Auch den Anleihenmarkt bewertet Müller kritisch. Die Zahlungsunfähigkeit der USA ist zwar erst einmal abgewendet, aber laut Müller nur verschoben. Das Problem der US-Schuldengrenze bleibe somit erhalten.

Gleiches meint der Börsenhändler zur Schuldenkrise. „Ich fürchte, dass schon bald die Anleiheblase platzen könnte, vielleicht schon in wenigen Monaten.“ Dies erklärt Mr. Dax mit den zu hohen Anleihen-Preisen und den zu niedrigen Renditen, die eine Blase erzeugten.
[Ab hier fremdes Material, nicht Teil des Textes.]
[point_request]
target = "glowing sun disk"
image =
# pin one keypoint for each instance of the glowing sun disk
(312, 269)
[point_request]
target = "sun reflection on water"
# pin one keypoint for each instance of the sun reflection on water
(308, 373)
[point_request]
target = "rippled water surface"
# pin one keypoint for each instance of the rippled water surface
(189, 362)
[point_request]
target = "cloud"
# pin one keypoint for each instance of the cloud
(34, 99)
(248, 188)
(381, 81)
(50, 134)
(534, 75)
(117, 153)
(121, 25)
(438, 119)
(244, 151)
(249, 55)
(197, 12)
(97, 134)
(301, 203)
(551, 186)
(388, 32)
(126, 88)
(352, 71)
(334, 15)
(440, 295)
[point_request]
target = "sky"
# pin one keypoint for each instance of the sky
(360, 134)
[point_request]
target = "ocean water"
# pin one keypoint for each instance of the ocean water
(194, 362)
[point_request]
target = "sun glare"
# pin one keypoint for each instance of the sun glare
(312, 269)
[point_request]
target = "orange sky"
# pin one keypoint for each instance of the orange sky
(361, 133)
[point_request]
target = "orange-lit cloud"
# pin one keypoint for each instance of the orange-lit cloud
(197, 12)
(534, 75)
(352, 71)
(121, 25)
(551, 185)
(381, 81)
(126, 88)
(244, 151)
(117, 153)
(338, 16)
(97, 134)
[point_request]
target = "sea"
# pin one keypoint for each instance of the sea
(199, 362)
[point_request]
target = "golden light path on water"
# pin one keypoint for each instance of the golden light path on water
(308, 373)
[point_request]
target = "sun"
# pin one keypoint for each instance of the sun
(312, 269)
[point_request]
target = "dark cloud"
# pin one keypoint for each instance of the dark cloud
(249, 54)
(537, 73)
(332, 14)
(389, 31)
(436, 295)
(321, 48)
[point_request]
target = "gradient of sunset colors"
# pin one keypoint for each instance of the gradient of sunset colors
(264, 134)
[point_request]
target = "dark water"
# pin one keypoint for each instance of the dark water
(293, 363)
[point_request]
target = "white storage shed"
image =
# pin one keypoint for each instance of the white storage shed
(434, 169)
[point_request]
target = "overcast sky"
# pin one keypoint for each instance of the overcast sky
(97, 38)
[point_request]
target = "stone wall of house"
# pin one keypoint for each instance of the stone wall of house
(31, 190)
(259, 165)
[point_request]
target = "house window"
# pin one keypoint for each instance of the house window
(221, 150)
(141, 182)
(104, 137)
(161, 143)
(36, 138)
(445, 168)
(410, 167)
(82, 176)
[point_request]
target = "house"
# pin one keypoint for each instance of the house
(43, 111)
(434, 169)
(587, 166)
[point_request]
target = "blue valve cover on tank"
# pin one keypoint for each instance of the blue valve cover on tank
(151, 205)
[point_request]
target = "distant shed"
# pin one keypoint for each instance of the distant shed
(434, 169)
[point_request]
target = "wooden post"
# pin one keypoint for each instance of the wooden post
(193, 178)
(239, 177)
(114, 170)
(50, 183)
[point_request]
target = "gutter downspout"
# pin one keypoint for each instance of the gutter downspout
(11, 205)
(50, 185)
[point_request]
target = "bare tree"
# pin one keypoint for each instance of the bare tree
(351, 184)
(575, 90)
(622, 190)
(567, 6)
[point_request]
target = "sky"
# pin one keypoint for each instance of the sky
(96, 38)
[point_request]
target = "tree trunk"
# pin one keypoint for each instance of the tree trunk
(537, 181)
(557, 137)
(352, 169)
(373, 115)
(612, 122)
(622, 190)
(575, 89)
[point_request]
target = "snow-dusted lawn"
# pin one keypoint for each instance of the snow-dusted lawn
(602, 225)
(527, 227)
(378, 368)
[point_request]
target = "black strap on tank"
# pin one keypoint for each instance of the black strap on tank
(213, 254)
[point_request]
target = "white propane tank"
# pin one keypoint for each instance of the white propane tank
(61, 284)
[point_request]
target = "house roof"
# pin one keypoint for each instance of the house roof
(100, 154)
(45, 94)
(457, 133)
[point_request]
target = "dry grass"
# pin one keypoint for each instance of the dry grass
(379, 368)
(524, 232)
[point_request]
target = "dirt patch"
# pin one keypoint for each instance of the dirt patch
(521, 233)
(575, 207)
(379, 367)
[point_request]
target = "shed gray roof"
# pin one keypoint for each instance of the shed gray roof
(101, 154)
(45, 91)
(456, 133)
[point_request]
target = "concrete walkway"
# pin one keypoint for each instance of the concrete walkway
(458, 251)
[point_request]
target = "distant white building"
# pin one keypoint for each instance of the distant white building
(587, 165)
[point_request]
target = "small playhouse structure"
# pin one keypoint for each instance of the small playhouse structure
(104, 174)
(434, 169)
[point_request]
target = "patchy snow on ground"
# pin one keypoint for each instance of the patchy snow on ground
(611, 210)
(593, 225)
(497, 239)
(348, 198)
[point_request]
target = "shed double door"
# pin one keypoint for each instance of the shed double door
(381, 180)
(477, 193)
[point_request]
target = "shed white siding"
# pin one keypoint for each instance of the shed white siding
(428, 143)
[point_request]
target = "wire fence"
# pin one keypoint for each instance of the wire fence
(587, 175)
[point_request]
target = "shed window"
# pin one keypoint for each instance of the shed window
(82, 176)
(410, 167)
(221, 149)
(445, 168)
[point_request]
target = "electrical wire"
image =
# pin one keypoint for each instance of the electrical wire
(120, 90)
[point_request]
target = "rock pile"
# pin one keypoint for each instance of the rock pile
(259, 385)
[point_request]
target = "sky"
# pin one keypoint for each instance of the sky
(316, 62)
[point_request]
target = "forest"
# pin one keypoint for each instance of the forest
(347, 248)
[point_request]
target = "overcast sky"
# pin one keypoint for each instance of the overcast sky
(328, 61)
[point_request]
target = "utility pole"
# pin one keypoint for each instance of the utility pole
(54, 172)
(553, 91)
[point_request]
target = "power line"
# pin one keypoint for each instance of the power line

Durch den Vermögensumfang von Billionen Dollar und Euro sieht Müller hier sogar eine riesige Blase. Sollte diese platzen, sagt Müller eine Flucht aus Staatsanleihen voraus. Denn dann bräuchten viele Geld, da der Kreditmarkt ebenfalls einfriere. Dieses Geld werde dann aber laut Müller schlussendlich wieder in Sachwerte wie Aktien gesteckt.